Creating a Sample of Marathon Race Results for Age Analysis
The first step in analyzing the age grading system and its alternatives
How do you effectively compare the race results of two athletes in different age groups?
That’s the question I’m tackling in a series that I’ll be working on over the next few weeks. Currently, the most widely adopted method is to use the age grading system maintained by World Masters Athletics.
While this system has its uses, it’s not without its flaws. See the original article in the series for some of the potential issues.
The first step in developing an alternative to the current age grading system is to collect a suitable sample of race results to use as the basis for analysis.
And that’s what I want to talk about today. What races should we look at — and once I’ve collected the data what does the sample include?
Identifying the Races to Collect Results For
I already have some of the relevant data, and I’m familiar with what’s out there. In the fall, I wrote a ten part series that analyzed twenty years of race results to see if American runners were getting faster or slower.
It turns out, if you compare within age and gender groups, times have generally been improving.
My main area of focus in that analysis was on the fastest runners — and so while the sample I used was generally representative of all American runners, it may have been weighted a little more heavily in favor of faster runners.
For this analysis, I want to make sure that the sample is broadly representative of the running population as a whole. That means fast, slow, old, young, men, and women. Basically everybody and anybody who runs a marathon in a given year.
Before we get into the actual data, here are a few of the questions I’ve thought about.
What Time Period Should We Cover?
My previous work has shown that times among American marathoners have been improving since 2000 — so I’m hesitant to use a time period that is overly broad. The results may not be indicative of results today.
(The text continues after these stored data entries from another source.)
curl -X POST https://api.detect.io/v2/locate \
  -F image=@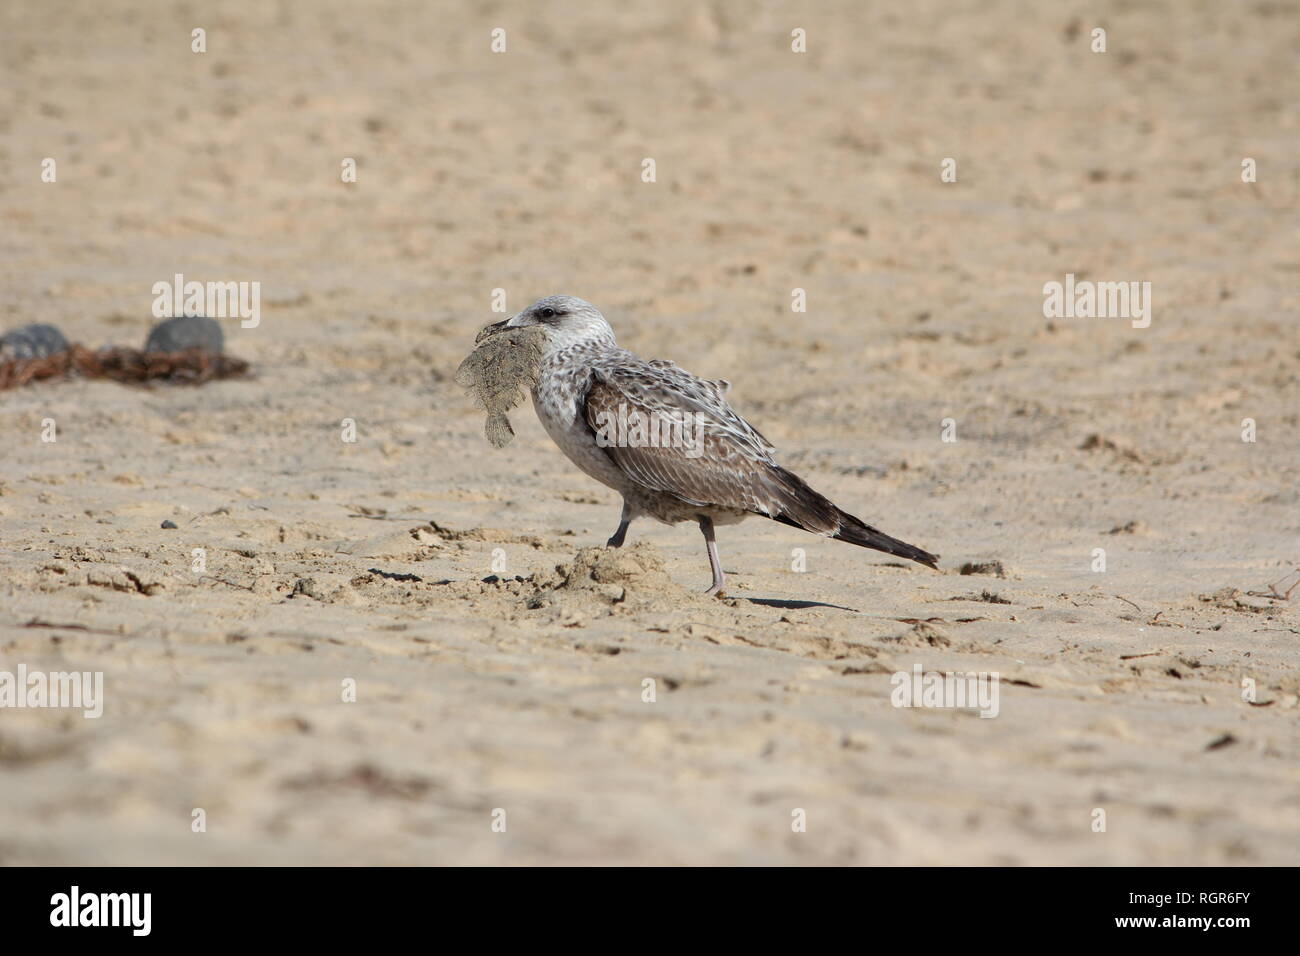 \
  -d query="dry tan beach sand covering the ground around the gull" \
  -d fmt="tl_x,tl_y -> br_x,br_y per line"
0,0 -> 1300,865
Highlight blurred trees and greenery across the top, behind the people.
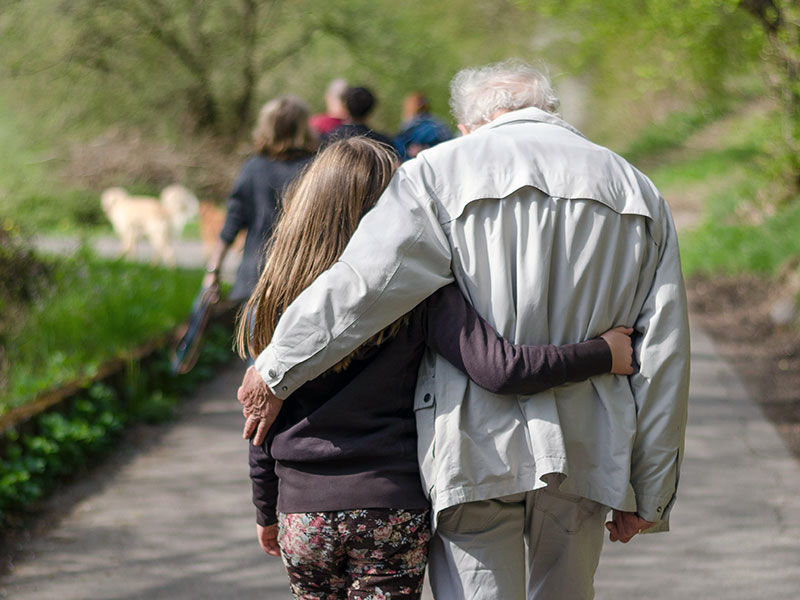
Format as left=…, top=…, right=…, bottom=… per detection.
left=0, top=0, right=800, bottom=207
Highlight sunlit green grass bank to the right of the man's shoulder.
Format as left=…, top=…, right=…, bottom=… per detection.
left=636, top=106, right=800, bottom=277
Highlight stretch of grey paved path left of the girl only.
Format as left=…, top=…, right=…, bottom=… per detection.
left=0, top=365, right=291, bottom=600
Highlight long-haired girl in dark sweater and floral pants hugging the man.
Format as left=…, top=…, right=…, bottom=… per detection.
left=237, top=138, right=632, bottom=599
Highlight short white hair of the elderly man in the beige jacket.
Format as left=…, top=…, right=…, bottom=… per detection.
left=450, top=59, right=559, bottom=130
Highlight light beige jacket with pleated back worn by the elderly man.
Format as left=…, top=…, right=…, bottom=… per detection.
left=256, top=108, right=689, bottom=530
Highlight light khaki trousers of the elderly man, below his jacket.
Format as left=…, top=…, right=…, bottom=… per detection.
left=429, top=486, right=609, bottom=600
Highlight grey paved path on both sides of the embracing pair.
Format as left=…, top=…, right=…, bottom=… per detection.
left=0, top=318, right=800, bottom=600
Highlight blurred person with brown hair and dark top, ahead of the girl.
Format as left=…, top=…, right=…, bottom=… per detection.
left=203, top=96, right=317, bottom=301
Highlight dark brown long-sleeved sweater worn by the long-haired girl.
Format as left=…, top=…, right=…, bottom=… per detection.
left=250, top=284, right=611, bottom=525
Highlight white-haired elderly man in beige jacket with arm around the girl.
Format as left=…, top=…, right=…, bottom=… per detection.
left=239, top=57, right=689, bottom=600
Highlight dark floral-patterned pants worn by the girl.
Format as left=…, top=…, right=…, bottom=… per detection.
left=278, top=508, right=430, bottom=600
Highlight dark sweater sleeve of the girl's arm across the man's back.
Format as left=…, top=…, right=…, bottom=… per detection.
left=425, top=284, right=611, bottom=394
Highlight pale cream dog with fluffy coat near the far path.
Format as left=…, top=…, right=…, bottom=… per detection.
left=101, top=184, right=198, bottom=266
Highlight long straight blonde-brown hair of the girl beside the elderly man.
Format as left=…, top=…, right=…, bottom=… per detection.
left=235, top=137, right=407, bottom=370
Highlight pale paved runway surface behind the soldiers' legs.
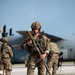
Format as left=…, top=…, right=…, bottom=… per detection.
left=9, top=64, right=75, bottom=75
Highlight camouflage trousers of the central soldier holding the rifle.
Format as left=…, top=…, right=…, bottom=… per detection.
left=27, top=55, right=45, bottom=75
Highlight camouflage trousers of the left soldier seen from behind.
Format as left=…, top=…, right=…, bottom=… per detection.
left=0, top=59, right=12, bottom=75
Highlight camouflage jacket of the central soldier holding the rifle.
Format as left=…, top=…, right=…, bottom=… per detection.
left=22, top=31, right=49, bottom=54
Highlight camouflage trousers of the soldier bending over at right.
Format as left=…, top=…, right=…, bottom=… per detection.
left=46, top=55, right=59, bottom=75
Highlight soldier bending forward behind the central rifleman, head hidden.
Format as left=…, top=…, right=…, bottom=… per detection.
left=46, top=42, right=60, bottom=75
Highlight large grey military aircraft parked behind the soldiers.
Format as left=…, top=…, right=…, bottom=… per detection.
left=2, top=25, right=75, bottom=63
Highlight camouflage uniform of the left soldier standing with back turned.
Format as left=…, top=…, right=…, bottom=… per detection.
left=0, top=44, right=13, bottom=75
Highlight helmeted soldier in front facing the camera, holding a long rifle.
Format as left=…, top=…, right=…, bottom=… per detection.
left=22, top=22, right=49, bottom=75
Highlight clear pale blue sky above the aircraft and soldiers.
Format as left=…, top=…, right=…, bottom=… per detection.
left=0, top=0, right=75, bottom=37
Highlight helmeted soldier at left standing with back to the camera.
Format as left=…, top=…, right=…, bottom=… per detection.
left=0, top=37, right=13, bottom=75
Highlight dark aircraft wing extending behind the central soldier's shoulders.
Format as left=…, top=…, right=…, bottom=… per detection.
left=16, top=31, right=63, bottom=42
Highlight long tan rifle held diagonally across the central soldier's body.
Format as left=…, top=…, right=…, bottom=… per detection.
left=27, top=31, right=51, bottom=75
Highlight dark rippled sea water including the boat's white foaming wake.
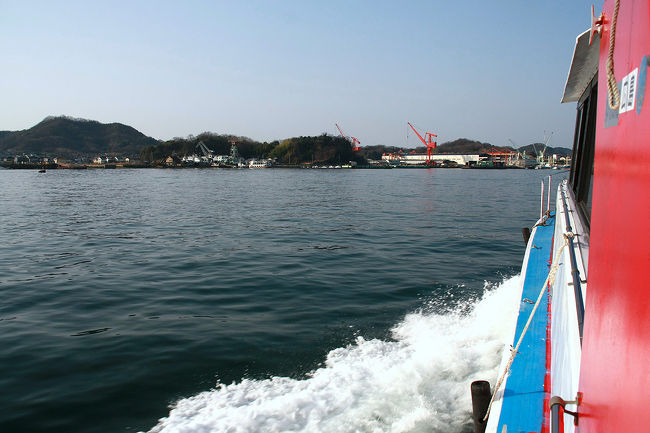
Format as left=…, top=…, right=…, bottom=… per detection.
left=0, top=169, right=549, bottom=432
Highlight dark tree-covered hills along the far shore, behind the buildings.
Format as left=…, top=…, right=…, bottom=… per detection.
left=0, top=116, right=571, bottom=166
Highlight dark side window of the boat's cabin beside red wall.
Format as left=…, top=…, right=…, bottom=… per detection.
left=570, top=78, right=598, bottom=227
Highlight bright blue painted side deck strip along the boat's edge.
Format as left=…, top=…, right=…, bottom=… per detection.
left=497, top=213, right=555, bottom=433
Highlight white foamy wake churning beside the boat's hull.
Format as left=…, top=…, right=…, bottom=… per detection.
left=151, top=276, right=519, bottom=433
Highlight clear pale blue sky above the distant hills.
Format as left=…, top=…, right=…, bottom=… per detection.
left=0, top=0, right=602, bottom=147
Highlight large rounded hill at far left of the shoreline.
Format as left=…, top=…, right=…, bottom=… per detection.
left=0, top=116, right=158, bottom=158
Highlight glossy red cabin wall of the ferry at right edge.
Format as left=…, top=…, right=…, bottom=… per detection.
left=576, top=0, right=650, bottom=433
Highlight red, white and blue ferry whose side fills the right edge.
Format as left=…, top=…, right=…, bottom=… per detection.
left=471, top=0, right=650, bottom=433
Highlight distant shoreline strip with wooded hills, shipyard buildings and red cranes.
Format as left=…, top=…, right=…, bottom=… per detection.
left=0, top=120, right=571, bottom=169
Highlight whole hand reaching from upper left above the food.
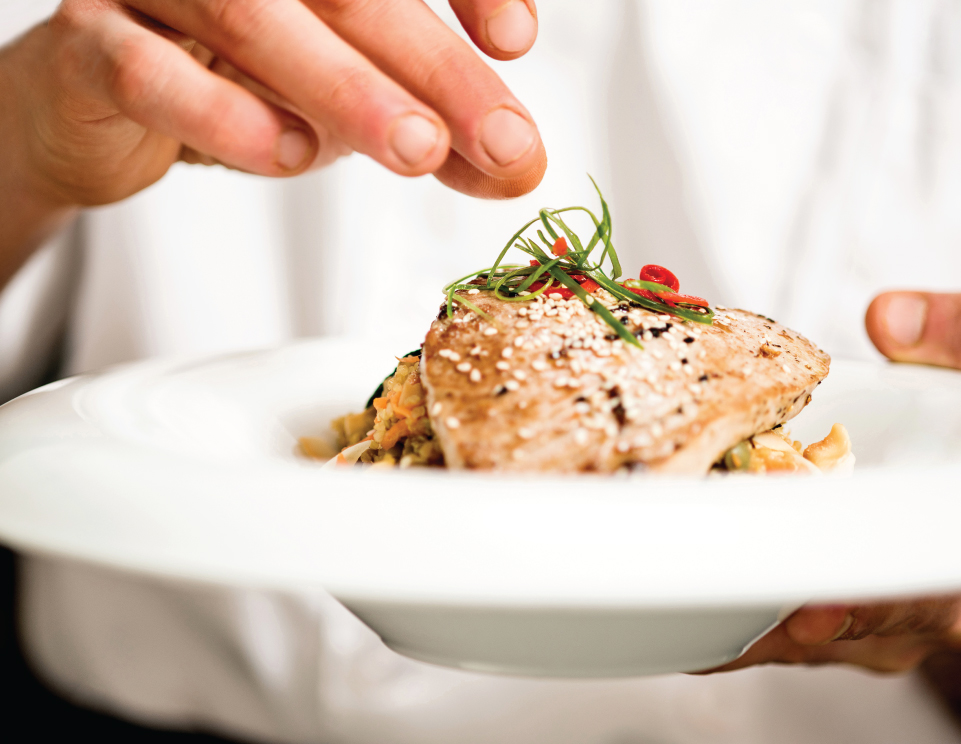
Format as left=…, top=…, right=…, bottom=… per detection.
left=0, top=0, right=547, bottom=286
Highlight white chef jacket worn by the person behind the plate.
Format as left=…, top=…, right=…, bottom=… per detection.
left=0, top=0, right=961, bottom=744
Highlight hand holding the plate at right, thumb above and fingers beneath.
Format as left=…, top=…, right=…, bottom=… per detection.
left=708, top=292, right=961, bottom=676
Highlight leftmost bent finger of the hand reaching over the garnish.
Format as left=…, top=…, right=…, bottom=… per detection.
left=80, top=12, right=317, bottom=176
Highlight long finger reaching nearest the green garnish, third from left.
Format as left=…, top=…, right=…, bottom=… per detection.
left=308, top=0, right=543, bottom=179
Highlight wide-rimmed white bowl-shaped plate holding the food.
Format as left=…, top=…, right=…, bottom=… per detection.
left=0, top=340, right=961, bottom=676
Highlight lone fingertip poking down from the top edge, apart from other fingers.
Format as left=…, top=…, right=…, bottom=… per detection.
left=450, top=0, right=537, bottom=60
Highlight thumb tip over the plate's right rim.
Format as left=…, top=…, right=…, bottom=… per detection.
left=864, top=292, right=961, bottom=369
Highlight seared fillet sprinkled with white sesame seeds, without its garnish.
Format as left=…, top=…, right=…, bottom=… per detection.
left=421, top=290, right=830, bottom=474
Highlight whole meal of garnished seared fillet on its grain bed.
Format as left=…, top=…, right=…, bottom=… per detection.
left=301, top=180, right=854, bottom=474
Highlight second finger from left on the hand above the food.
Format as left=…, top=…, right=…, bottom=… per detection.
left=130, top=0, right=450, bottom=175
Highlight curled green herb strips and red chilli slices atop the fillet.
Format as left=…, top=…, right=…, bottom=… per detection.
left=444, top=175, right=714, bottom=348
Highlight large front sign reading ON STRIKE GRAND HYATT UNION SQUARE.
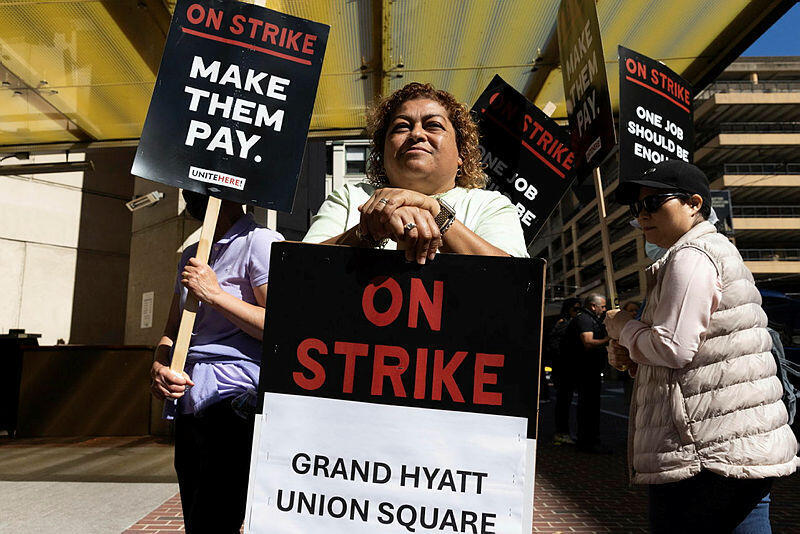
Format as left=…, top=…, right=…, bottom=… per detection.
left=245, top=243, right=544, bottom=534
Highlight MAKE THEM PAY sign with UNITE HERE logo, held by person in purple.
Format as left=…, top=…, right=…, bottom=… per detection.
left=131, top=0, right=329, bottom=211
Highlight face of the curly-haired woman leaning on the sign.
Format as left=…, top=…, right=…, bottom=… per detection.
left=383, top=98, right=462, bottom=195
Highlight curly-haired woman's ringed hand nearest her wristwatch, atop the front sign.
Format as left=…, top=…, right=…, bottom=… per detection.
left=382, top=206, right=442, bottom=264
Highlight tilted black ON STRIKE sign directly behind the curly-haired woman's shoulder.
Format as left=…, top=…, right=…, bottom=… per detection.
left=472, top=76, right=575, bottom=245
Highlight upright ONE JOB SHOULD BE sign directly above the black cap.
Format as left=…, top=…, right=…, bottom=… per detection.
left=619, top=46, right=694, bottom=180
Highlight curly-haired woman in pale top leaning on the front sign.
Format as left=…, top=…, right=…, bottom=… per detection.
left=303, top=82, right=527, bottom=264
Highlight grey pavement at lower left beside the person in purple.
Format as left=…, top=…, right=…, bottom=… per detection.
left=0, top=437, right=177, bottom=534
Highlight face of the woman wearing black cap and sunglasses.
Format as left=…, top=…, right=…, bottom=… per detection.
left=636, top=187, right=702, bottom=248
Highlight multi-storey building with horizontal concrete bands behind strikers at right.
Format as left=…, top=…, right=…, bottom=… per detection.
left=532, top=57, right=800, bottom=308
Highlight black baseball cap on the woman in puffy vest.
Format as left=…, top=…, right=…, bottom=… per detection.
left=617, top=159, right=711, bottom=206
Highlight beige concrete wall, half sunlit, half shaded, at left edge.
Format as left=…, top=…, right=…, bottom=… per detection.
left=0, top=148, right=134, bottom=345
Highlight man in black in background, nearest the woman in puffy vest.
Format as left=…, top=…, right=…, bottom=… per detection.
left=563, top=293, right=608, bottom=453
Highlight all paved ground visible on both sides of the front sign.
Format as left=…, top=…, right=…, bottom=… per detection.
left=0, top=384, right=800, bottom=534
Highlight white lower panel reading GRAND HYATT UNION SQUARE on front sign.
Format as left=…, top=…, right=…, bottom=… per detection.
left=245, top=393, right=535, bottom=534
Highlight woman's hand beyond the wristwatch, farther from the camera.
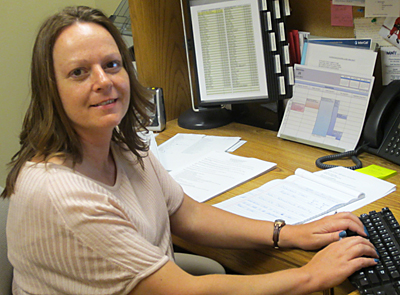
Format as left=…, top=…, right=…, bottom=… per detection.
left=279, top=212, right=366, bottom=250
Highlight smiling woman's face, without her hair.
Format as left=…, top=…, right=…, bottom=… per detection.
left=53, top=23, right=130, bottom=137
At the same time, COVID threw a wrench in the running industry. Results from 2020–2022 are hardly representative of normal years. 2023 is the closest thing to a normal year post-COVID, and participation still hasn’t fully rebounded.
For now, I’m going to focus on 2010 to 2019. This is ten years, so it’s broad enough to ease out any outliers. It also limits the length of time over which times may have changed.
I think it’s a good compromise for now to show a baseline — and I’ll return later to see how the data for 2023 compares.
Can We Narrow It Down a Little Further?
Using 2010 to 2019 as a starting point leaves a pretty big population of runners to analyze — 6,649 total races with 5,111,548 total finishes.
We could randomly sample races from this list, but ensuring that the sample is representative gets a little complicated when you consider the huge disparities in size between races.
Another option is to limit the analysis to a specific part of the year. Fall is a popular racing season, so if we target all marathons in September, October, and November, we can get a large sample that should still be pretty representative.
This also narrows things down to one season and reduces the likelihood of an individual runner competing multiple times in a year in different marathons. Although serious runners may compete in 2–3 races per year, they’re typically spread out across the seasons.
This narrows things down considerably — to 2,455 races and 2,340,518 finishes.
What About Eliminating Smaller Races?
While that’s a smaller sample, it’s still a pretty large number of races. And I’ll bet that the majority of them only have 100 or 200 runners.
Eliminating those smaller races could drastically reduce the total number of races — and thus the complexity of the data sourcing issue — without drastically reducing the number of runners — and thus reducing the quality of the dataset.
If you set the bar at 100 finishers, that brings the number of races down to 1,549 and the number of finishers to 2,295,701. That’s hardly any difference in the number of finishers (about 2%), but it’s still a pretty big number of races.
If you set the bar at 500 finishers, that brings the number of races down to 543 and the number of finishers to 2,061,500. That’s about an 80% reduction in the number of races while only reducing the number of finishers by about 10%.
If you set the bar at 1,000 finishers, you bring down the number of races to 324 and the number of finishers to 1,904,094.